Some spend more money on college debt than they pay for groceries, utilities, or in some cases, even rent.
Many people pay hundreds of dollars each month on college loan repayments.
As part of the process, you’ll need to provide details about your existing federal student loans, and choose a federal loan servicer and repayment plan for your new consolidation loan.
You have to complete the application in a single session, so do your research before you start.
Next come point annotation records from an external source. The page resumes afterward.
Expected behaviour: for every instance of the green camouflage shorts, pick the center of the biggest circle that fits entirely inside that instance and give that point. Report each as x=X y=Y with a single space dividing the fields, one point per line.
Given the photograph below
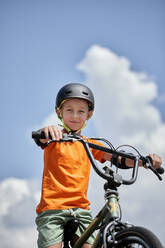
x=50 y=225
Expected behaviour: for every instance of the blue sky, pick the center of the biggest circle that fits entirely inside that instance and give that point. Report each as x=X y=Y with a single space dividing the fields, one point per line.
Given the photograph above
x=41 y=44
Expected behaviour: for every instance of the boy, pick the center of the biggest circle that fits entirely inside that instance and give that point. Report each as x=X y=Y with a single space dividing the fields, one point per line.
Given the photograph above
x=67 y=168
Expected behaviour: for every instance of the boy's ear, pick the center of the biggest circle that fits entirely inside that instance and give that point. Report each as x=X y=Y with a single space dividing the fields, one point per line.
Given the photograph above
x=90 y=113
x=59 y=114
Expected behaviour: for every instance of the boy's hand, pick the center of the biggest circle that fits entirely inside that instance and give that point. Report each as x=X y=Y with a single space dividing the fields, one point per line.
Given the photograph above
x=156 y=160
x=54 y=131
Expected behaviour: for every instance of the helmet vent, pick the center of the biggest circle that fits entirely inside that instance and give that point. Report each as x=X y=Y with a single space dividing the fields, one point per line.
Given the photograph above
x=68 y=92
x=85 y=93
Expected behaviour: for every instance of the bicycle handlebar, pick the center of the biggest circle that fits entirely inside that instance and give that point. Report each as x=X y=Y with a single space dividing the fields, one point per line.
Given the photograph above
x=110 y=175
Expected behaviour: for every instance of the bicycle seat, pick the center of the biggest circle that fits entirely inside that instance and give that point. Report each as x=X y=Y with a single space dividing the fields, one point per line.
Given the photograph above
x=69 y=229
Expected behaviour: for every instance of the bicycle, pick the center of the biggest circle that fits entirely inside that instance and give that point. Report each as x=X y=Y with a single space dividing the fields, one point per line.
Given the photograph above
x=112 y=231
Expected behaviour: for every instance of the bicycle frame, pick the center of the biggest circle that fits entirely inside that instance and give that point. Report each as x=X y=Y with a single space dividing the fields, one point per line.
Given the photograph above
x=109 y=213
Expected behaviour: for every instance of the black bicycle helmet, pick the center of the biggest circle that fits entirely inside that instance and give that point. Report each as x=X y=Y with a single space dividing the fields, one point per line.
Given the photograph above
x=75 y=90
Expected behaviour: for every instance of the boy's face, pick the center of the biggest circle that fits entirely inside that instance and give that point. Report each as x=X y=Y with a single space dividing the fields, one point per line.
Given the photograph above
x=74 y=113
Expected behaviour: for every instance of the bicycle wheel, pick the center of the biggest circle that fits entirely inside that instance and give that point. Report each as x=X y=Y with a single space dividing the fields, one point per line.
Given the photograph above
x=136 y=237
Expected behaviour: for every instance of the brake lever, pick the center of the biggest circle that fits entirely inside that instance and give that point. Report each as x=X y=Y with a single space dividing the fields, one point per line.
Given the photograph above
x=148 y=165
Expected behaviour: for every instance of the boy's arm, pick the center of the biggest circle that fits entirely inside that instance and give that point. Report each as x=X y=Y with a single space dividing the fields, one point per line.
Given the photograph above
x=128 y=163
x=52 y=131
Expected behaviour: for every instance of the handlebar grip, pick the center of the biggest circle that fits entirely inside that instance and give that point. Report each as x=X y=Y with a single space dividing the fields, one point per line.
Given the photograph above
x=39 y=135
x=160 y=170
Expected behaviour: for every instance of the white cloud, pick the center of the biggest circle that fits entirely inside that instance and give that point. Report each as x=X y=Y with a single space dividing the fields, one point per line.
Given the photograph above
x=18 y=199
x=125 y=114
x=124 y=110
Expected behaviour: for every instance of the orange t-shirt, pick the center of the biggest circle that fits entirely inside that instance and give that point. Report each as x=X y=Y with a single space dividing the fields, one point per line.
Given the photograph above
x=66 y=176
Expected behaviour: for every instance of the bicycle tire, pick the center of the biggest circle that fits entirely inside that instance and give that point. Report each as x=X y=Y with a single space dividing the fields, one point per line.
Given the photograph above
x=136 y=237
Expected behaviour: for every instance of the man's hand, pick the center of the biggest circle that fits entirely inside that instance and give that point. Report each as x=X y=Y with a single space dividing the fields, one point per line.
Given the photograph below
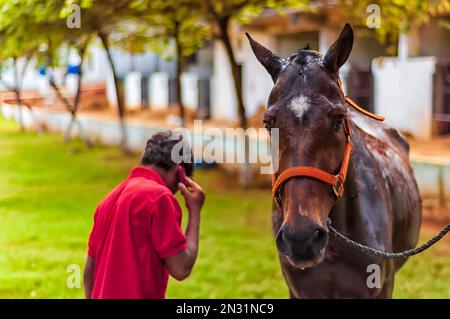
x=193 y=194
x=180 y=265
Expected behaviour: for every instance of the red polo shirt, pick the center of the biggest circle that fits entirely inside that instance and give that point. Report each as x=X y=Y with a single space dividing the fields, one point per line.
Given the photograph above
x=135 y=228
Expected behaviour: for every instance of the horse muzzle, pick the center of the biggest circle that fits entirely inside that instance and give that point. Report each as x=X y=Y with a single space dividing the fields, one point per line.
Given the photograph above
x=303 y=247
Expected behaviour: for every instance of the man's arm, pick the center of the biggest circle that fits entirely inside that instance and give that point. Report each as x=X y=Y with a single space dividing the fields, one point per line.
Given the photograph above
x=88 y=277
x=180 y=265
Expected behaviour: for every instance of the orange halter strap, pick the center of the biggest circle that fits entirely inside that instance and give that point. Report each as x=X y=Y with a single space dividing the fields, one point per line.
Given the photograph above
x=336 y=181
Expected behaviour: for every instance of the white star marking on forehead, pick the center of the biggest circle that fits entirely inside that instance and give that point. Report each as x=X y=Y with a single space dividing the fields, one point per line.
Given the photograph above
x=299 y=106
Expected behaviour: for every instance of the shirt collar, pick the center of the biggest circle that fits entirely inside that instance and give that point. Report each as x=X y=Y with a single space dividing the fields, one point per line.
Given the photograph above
x=146 y=172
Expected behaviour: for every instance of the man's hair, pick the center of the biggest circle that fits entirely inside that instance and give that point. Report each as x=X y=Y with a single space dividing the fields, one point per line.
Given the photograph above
x=158 y=151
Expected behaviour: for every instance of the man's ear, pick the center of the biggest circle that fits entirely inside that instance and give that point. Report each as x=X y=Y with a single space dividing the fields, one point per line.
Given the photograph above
x=339 y=50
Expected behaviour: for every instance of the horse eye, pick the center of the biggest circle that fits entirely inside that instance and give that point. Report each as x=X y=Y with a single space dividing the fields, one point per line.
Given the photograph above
x=268 y=121
x=338 y=120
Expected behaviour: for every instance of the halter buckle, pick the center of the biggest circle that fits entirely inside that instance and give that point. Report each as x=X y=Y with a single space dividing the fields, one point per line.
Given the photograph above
x=338 y=186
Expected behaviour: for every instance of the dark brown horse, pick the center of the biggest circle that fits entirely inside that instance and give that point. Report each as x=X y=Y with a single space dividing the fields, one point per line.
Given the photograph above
x=381 y=202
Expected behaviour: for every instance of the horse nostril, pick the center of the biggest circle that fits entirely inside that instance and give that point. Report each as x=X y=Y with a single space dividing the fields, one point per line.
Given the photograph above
x=319 y=234
x=281 y=242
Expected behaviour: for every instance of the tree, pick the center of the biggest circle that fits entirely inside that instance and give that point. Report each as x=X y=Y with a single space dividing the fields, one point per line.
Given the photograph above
x=17 y=44
x=177 y=20
x=396 y=16
x=102 y=17
x=221 y=13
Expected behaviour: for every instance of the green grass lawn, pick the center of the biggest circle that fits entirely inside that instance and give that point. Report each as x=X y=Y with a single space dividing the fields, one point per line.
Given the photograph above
x=49 y=190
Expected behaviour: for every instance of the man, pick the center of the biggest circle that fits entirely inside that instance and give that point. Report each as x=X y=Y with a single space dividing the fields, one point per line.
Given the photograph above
x=137 y=241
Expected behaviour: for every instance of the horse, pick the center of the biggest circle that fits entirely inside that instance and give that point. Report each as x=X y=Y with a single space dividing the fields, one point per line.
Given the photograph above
x=378 y=203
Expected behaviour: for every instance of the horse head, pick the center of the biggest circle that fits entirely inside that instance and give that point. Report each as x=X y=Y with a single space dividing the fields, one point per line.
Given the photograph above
x=308 y=108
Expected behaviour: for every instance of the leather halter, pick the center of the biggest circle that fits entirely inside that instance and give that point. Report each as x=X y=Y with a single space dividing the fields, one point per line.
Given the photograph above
x=336 y=181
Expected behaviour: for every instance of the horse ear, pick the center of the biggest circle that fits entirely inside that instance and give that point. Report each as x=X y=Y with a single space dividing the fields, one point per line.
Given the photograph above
x=339 y=50
x=270 y=61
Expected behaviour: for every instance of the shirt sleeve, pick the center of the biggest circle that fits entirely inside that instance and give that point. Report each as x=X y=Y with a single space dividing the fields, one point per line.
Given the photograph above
x=166 y=233
x=92 y=237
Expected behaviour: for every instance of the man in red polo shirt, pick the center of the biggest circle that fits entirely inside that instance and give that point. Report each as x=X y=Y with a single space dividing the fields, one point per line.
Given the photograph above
x=137 y=240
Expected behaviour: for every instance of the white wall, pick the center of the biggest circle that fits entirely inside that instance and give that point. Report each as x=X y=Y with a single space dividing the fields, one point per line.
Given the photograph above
x=403 y=93
x=223 y=98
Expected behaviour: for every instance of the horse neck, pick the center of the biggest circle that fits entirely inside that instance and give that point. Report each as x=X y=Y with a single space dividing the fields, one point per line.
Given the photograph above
x=346 y=211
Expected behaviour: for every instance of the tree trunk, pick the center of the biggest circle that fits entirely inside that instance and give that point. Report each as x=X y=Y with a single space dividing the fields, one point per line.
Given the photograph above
x=17 y=91
x=225 y=38
x=179 y=68
x=76 y=102
x=245 y=169
x=118 y=89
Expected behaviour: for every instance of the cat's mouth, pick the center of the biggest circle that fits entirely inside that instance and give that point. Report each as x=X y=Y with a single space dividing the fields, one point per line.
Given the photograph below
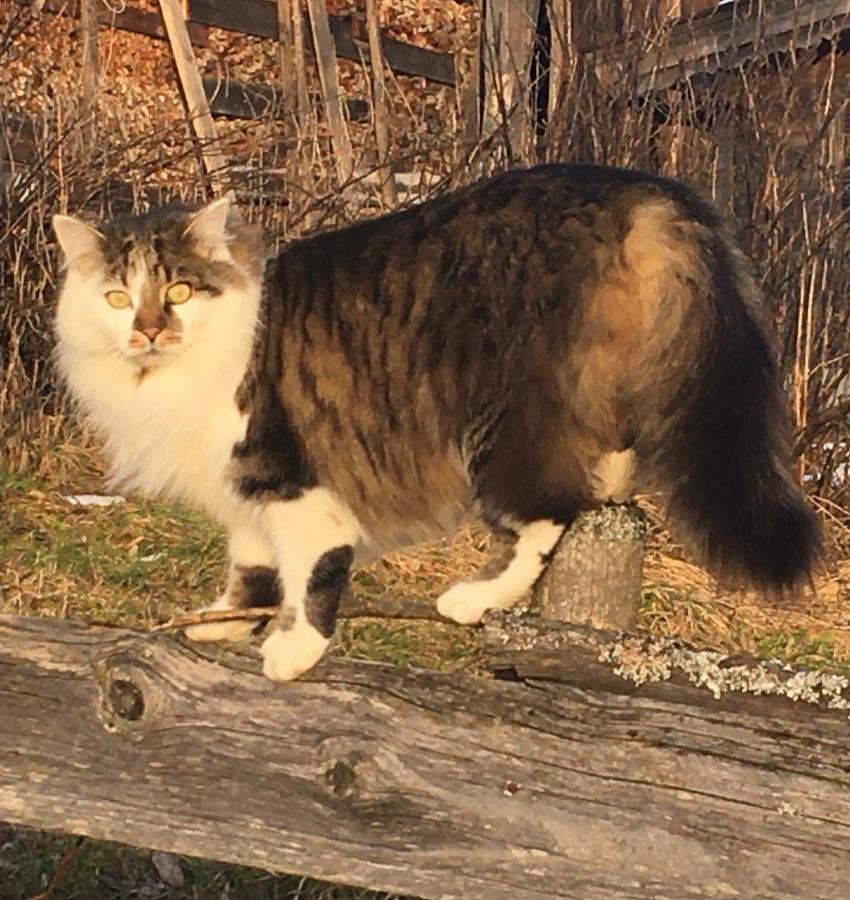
x=147 y=353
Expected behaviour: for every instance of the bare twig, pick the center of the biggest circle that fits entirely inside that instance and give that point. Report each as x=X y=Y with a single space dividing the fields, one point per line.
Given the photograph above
x=66 y=861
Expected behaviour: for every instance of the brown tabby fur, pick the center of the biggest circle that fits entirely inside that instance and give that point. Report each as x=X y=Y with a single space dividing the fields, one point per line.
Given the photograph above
x=494 y=344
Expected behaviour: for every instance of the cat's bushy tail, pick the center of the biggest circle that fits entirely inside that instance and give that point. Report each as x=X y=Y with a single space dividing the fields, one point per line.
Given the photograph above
x=715 y=431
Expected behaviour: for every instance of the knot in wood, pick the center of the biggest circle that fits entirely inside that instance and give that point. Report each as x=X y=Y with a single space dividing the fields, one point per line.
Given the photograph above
x=127 y=700
x=341 y=775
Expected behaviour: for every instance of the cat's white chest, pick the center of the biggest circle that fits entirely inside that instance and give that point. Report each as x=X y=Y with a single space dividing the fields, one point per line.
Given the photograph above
x=172 y=434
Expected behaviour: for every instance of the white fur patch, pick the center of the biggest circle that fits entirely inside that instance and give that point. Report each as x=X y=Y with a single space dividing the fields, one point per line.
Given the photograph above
x=467 y=601
x=288 y=654
x=220 y=631
x=302 y=530
x=170 y=431
x=614 y=477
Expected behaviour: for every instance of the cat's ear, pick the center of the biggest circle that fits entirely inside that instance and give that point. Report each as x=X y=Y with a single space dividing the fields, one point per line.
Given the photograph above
x=76 y=238
x=209 y=225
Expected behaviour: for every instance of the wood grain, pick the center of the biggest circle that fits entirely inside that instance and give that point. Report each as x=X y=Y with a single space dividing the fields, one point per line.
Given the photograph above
x=417 y=782
x=259 y=17
x=192 y=89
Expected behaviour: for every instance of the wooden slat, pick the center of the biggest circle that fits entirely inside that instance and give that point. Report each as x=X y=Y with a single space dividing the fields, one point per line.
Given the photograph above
x=285 y=49
x=89 y=67
x=259 y=17
x=250 y=100
x=323 y=45
x=730 y=34
x=128 y=19
x=379 y=105
x=299 y=60
x=194 y=97
x=422 y=783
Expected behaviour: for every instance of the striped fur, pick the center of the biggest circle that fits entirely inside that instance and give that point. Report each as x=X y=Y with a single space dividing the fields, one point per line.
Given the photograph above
x=520 y=349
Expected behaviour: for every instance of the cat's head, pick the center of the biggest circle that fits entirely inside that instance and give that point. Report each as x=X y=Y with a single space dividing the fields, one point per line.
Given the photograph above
x=149 y=287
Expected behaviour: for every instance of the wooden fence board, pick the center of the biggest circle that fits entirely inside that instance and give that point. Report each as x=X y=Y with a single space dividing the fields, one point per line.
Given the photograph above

You can consolidate all your federal loans or just some of them.
At first glance, variable rates may look appealingly low — 2.25 percent or 3.25 percent — compared to fixed-rate loans that ask for 6–7 percent interest.But, as Mark Kantrowitz warns on USA TODAY, “variable rates have nowhere to go but up.” If you sign up for that low, low rate now, you risk committing yourself to rising rates for years to come. Typical student loan repayment terms range from 5 to 20 years.By extending the repayment term, you can significantly reduce the amount of money you’re required to pay each month.At a time when the economy is still in recovery and finding a well-paying job is easier said than done, the results of this debt could be devastating.Perhaps that’s one reason around 7 million borrowers are in default, according to the Consumer Financial Protection Bureau. Consolidating your student loans can be a great way to ease financial strain — and the stress that goes with it. There are repercussions to refinancing that you should know before you sign on the dotted line.This is often the reason that people cite when they say you shouldn’t combine federal and private loans.